Luiz Bolognesi explica que “Ex-Pajé” conta história do povo Paiter Saruí de "dentro para fora" e combina realidade e encenação para transmitir os conflitos que abalam as estruturas da tribo, como as consultas secretas ao pajé mesmo diante do medo de estar contatando o diabo. A resistência da cultura e da tradição de um povo enfrenta o impasse da globalização. Além de concorrer com a violência dos seringueiros e latifundiários, os indígenas suportam ainda um outro tipo de violação, que se não afeta sua terra nem integridade física, compromete seu modo de viver e pensar.


E se levarmos em conta os dados da Fundação Nacional do Índio (Funai), de que existem 225 povos indígenas, e referências de 70 tribos vivendo em locais isolados e que ainda não foram contatadas, podemos imaginar o que pode acontecer a estes povos remascentes do isolamento quando tiverem o contato com o "povo branco".


São questões pertinentes a serem discutidas em um momento que vemos minorias sendo massacradas em todo o mundo, somos empáticos a estes povos, mas esquecemos de olhar para o nosso próprio umbigo, onde pessoas são massacradas pela imposição de uma globalização que elas não desejam, sem respeito às suas tradições e convicções. O filme é um alerta e nos abre os olhos para a questão e fomenta o debate.

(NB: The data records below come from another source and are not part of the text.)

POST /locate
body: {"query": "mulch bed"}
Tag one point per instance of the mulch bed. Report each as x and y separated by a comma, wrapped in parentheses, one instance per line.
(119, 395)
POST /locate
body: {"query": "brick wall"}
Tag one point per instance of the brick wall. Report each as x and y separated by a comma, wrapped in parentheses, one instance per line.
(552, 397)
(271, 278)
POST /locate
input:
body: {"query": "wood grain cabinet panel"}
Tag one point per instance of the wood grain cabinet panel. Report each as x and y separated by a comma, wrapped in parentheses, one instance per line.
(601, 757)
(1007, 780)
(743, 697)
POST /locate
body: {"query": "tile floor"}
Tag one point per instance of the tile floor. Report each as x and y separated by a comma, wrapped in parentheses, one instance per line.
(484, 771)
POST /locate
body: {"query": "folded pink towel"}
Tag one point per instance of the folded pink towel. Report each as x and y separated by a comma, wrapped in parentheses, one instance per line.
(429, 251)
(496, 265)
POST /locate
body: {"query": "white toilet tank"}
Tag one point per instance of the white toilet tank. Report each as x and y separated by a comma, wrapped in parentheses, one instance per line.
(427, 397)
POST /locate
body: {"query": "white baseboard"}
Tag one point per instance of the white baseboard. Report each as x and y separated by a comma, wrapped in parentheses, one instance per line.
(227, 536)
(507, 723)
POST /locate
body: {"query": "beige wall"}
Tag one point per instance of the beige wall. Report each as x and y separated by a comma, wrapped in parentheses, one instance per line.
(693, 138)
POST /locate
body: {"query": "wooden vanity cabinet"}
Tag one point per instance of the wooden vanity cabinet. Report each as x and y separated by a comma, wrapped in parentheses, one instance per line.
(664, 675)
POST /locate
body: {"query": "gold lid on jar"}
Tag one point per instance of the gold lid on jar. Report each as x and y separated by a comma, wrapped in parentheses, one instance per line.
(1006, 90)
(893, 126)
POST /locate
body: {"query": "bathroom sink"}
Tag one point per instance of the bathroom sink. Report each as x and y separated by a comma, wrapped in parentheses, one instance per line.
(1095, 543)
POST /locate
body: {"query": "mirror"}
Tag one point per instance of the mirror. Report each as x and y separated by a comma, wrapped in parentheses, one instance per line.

Este é o terceiro ano consecutivo que o Fica abre espaço para discussão de questões socioambientais tão necessárias à sobrevivência do planeta e do ser humano. Mas em um estado cuja capital ressalta por meio de monumento um dos maiores "matadores de índios", Bartolomeu Bueno, o Anhanguera, que dá nome à rua, à bairro além da estátua no entroncamento de duas principais avenidas do Centro de Goiânia, será que os governantes e participantes vão entender o quão ainda somos "colonizadores e colonizados"? Uma questão a ser lançada durante o debate após a exibição do filme de Luiz Bolognesi.


O cineasta assina o roteiro de obras como "Bingo: O Rei das Manhãs" (2017) – representante brasileiro na 90ª edição do Oscar – e "Bicho de Sete Cabeças" (2001).